En ce qui concerne les problèmes de circulation et les embouteillages qui peuvent être importants les samedis, la commune ne peut rien faire car la rue principale n’est pas une route communale, c’est la région qui en a la charge. "On a déjà demandé à la région d’améliorer la signalisation de la route principale mais ce n’est pas encore fait. On a demandé des règlementations pour le passage des poids-lourds et on nous a promis qu’elle serait bientôt mise en place", ajoute Mme Damée. Mais la bourgmestre ne veut pas non plus que les Français ne se sentent plus les bienvenus. "Beaucoup de Français des communes limitrophes viennent acheter des produits chez nous, il y a beaucoup de demandes. Quiévrain vit beaucoup grâce aux Français donc on ne va pas les empêcher de venir."
La diversité des commerces diminue
Mais, la ruée française ne profite pas à toute la ville. Centrée sur le tabac, elle entraîne une baisse de la diversité. Pour Mathieu, la prolifération des magasins de tabac a un autre aspect négatif: ils prennent la place des commerces dits traditionnels comme les papeteries, les fleuristes,... Benjamin Lembourg, président de l’association des commerçants de Quiévrain, nous confirme que les commerces "classiques" sont beaucoup moins nombreux qu’il y a quelques années et qu’ils ont laissé la place aux magasins de tabac. "Si le nombre de commerces de tabac a augmenté de 45%, dans le même temps le nombre de commerces traditionnels a diminué de 40%. Le magasin ‘historique’ Dochez-Hotton, dont la famille a toujours habité dans la commune, n’a plus trouvé de clientèle adéquate et a fermé son magasin de Quiévrain pour le rouvrir trois kilomètres plus loin", explique-t-il.

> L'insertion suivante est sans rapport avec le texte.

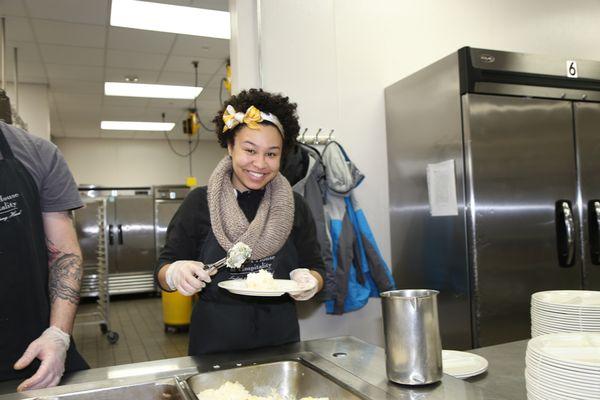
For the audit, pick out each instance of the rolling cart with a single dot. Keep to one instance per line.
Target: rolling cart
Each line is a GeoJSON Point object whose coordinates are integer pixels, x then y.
{"type": "Point", "coordinates": [102, 315]}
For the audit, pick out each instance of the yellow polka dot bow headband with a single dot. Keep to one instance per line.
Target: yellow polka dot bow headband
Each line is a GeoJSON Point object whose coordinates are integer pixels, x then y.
{"type": "Point", "coordinates": [251, 118]}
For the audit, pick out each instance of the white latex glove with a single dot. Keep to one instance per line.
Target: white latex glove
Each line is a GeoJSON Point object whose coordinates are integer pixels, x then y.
{"type": "Point", "coordinates": [307, 282]}
{"type": "Point", "coordinates": [51, 348]}
{"type": "Point", "coordinates": [187, 277]}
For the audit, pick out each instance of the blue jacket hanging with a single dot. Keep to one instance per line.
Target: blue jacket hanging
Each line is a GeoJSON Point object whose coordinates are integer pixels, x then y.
{"type": "Point", "coordinates": [359, 269]}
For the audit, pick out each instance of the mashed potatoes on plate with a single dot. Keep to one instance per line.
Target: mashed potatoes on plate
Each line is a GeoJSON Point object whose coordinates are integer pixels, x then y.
{"type": "Point", "coordinates": [261, 280]}
{"type": "Point", "coordinates": [236, 391]}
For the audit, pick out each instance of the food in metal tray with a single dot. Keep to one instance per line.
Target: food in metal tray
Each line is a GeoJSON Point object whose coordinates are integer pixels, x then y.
{"type": "Point", "coordinates": [236, 391]}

La police affirme n'avoir jamais reçu aucune plainte contre les magasins de tabac et le trafic automobile qu'ils génèrent
Le commissaire en charge de Quiévrain, M. Vollbracht, nous explique n’avoir jamais reçu de plainte contre ces magasins de tabac et la circulation qu’ils amènent. "Le seul problème qu’on relève lors de certains contrôle concernant les magasins de tabac, c’est le non-respect des heures de fermeture. Ils doivent normalement être fermés pour 3h du matin, mais certains commerçants tirent sur la corde car ils ont encore des clients", précise-t-il.

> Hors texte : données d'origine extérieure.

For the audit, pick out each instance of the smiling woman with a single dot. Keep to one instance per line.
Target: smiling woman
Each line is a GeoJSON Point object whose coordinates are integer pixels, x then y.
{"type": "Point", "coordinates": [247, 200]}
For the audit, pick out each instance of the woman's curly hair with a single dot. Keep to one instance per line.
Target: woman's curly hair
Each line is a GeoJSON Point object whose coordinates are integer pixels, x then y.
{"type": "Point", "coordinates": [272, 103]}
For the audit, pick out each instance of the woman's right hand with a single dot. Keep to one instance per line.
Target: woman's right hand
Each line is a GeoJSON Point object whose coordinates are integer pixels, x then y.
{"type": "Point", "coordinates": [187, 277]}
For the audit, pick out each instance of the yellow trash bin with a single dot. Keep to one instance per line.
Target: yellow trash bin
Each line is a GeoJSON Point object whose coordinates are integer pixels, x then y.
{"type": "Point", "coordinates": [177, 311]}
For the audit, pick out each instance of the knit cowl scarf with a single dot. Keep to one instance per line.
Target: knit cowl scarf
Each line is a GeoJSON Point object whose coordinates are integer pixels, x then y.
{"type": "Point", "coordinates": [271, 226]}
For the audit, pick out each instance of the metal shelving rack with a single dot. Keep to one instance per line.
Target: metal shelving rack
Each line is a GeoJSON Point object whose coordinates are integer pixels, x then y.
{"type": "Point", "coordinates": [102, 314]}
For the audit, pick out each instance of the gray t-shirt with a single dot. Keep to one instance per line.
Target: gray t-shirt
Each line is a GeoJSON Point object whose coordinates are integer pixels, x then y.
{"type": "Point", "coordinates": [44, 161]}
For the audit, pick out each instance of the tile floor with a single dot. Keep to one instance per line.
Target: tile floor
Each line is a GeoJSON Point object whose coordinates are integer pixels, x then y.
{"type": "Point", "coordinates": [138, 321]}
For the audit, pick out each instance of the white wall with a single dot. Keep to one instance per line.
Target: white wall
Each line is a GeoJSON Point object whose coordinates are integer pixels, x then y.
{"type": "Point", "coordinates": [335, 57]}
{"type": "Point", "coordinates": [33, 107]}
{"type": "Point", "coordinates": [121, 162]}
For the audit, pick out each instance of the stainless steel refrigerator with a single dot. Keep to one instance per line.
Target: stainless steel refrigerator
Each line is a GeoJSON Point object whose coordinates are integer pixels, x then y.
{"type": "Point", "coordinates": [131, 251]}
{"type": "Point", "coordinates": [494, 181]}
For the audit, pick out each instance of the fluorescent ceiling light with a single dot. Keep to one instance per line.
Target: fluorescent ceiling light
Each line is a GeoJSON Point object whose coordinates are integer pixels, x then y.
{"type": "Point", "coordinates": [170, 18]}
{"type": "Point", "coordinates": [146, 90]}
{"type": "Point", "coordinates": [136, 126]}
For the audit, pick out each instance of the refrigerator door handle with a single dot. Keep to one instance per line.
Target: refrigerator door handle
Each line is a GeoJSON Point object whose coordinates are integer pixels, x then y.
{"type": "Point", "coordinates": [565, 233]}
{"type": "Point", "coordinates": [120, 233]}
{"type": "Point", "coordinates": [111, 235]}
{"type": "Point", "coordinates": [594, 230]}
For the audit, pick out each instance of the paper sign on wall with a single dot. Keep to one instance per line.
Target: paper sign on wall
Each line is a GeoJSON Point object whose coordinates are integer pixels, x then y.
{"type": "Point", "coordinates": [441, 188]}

Une bande de jeunes à une station essence: insécurité "subjective" déclare la police
Selon le président de l’association des commerçants, les commerces de tabac amènent aussi à Quiévrain une clientèle différente qui dérange les riverains. Une bande de jeunes, notamment, cause de gros problèmes. "Ils ont déjà saccagé à plusieurs reprises le club de foot de Quiévrain. Comme ils squattaient la pompe à essence, Shell a décidé de fermer la boutique et de ne plus mettre qu’une pompe automatique. Les jeunes ont donc ‘pris possession’ de ce lieu et plus personne n’ose aller y prendre son essence", explique-t-il. Et Mathieu de confirmer: "Avant, il y avait souvent la file là pour aller prendre de l’essence, maintenant il n’y a plus personne. Même moi, en tant qu’homme, j’ai peur d’y aller et qu’ils s’en prennent à ma voiture ou à moi". Du côté de la police, on nous dit ne pas être au courant de gros problèmes avec une bande de jeunes. "Il y a effectivement des jeunes qui se rassemblent mais les gens ont vite un sentiment subjectif d’insécurité alors qu’il n’en est rien. On vous a parlé du club de foot, mais les bâtiments sont à l’abandon depuis plusieurs années."

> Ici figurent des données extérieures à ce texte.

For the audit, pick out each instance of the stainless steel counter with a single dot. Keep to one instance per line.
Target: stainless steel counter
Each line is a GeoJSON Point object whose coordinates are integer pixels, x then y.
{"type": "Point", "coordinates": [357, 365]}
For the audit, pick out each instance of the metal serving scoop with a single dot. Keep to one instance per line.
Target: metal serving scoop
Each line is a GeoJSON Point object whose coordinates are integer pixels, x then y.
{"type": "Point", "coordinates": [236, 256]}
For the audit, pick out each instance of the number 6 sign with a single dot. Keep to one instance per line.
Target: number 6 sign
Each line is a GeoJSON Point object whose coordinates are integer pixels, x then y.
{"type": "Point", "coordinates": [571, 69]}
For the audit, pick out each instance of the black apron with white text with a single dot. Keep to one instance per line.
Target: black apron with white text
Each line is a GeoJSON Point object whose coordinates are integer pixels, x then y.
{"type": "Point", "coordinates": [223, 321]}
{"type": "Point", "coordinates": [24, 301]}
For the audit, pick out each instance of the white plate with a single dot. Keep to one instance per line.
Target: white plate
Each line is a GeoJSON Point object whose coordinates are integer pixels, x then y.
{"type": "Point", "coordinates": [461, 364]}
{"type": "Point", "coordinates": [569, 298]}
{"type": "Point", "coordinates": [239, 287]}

Les commerçants qui ont encore un magasin à Quiévrain ne se laissent pas abattre et veulent donner un nouveau souffle à leur ville. Ils sont une centaine et organisent des activités pour redynamiser Quiévrain à différents moments de l’année et espèrent que les habitants continueront à répondre présent. "Il y a la braderie brocante en juin, le Marché de Noël et les floralies en avril, à chaque fois, c’est un succès", conclut Benjamin Lembourg.